The Paducah Sun
The Paducah Sun
Saturday, January 20, 2001
Paducah, Kentucky

Paducah cleanup to cost $82 million
Storage areas were found in violation of Kentucky environmental laws, and some contain nuclear waste.

By Bill Bartleman
Photo provided by U.S. Department of Energy--Work begins soon: This old deteriorating sulfuric acid storage tank is one of 160 contaminated storage areas to be cleaned up at a cost of $82 million.

Work will start next month at the Paducah Gaseous Diffusion Plant to clean up 160 material storage areas, some of which contain nuclear waste that under certain conditions could cause an uncontrolled nuclear reaction accident.

The cleanup by the U.S. Department of Energy will take five years and cost at least $82 million.

"DOE is committed to cleaning up the material storage areas at the Paducah site," said DOE spokesman Walter Perry. "This project is a high priority to DOE ... and also with regulators."

The Kentucky Natural Resources Cabinet in September issued a Notice of Violation against DOE, claiming that the DOE material storage areas, known as DMSAs, violate state environmental laws.

The violation notice said hazardous and mixed radioactive waste had been stored for more than 90 days in the C-400 building without a permit, and that material in some of the areas had not been fully characterized.

"DOE has submitted a cleanup plan that is under review," said Mark York, spokesman for the state agency. "We also are still putting together enforcement action against DOE." York said the enforcement action is likely to include a fine and may be issued within three weeks.

Many of the storage areas are in the plant's huge process building and contain old parts and equipment taken out of service in the 1980s and earlier.

Although many of the DMSAs are inside the uranium enrichment plant, which is leased to the United States Enrichment Corp., they remain the responsibility of DOE because the material accumulated when the government operated the plant prior to 1993.

Since some of the material has not been characterized, there is concern that under the right conditions, there could be a nuclear criticality, which is an uncontrolled nuclear reaction. DOE has said that 73 of the sites represent a slight risk of such an incident.

The 160 areas are roped off and marked as radiation zones. While some are inside buildings, such as the C-400 building, others are in and near landfills, and in and near the huge scrap pile that until last fall included "drum mountain."

The initial work will include setting up trailers for workers and characterizing and managing all of the material storage areas, Perry said. The state has given DOE until June 30 to complete the characterization work.

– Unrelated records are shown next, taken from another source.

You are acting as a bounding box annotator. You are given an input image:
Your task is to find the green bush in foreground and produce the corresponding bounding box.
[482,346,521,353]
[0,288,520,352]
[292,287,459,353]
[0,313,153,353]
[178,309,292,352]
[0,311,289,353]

The cleanup plan prepared by DOE says more than 60 workers will be involved in the characterization, management and cleanup activities.

The plan also said that the 160 sites have been prioritized for cleanup, with those with the greatest risk of a nuclear criticality having top priority. Thirty-three sites have been labeled as having Level A priority. There are two other priority levels.

Perry also said that work will begin next month to actually clean up some of the Level A areas.

The cost for the 2001 fiscal year, which ends on Sept. 30, is $14 million. Perry said DOE estimates annual costs of $18 million in 2002, 2003 and 2004, and $14 million in 2005.

The Level A sites consist of three in the C-400 building, two in the C-409 building, 11 in the process buildings and 17 that are outside.

Perry said the work will be done under the direction of Bechtel Jacobs Co., DOE's environmental contractor at the Paducah plant.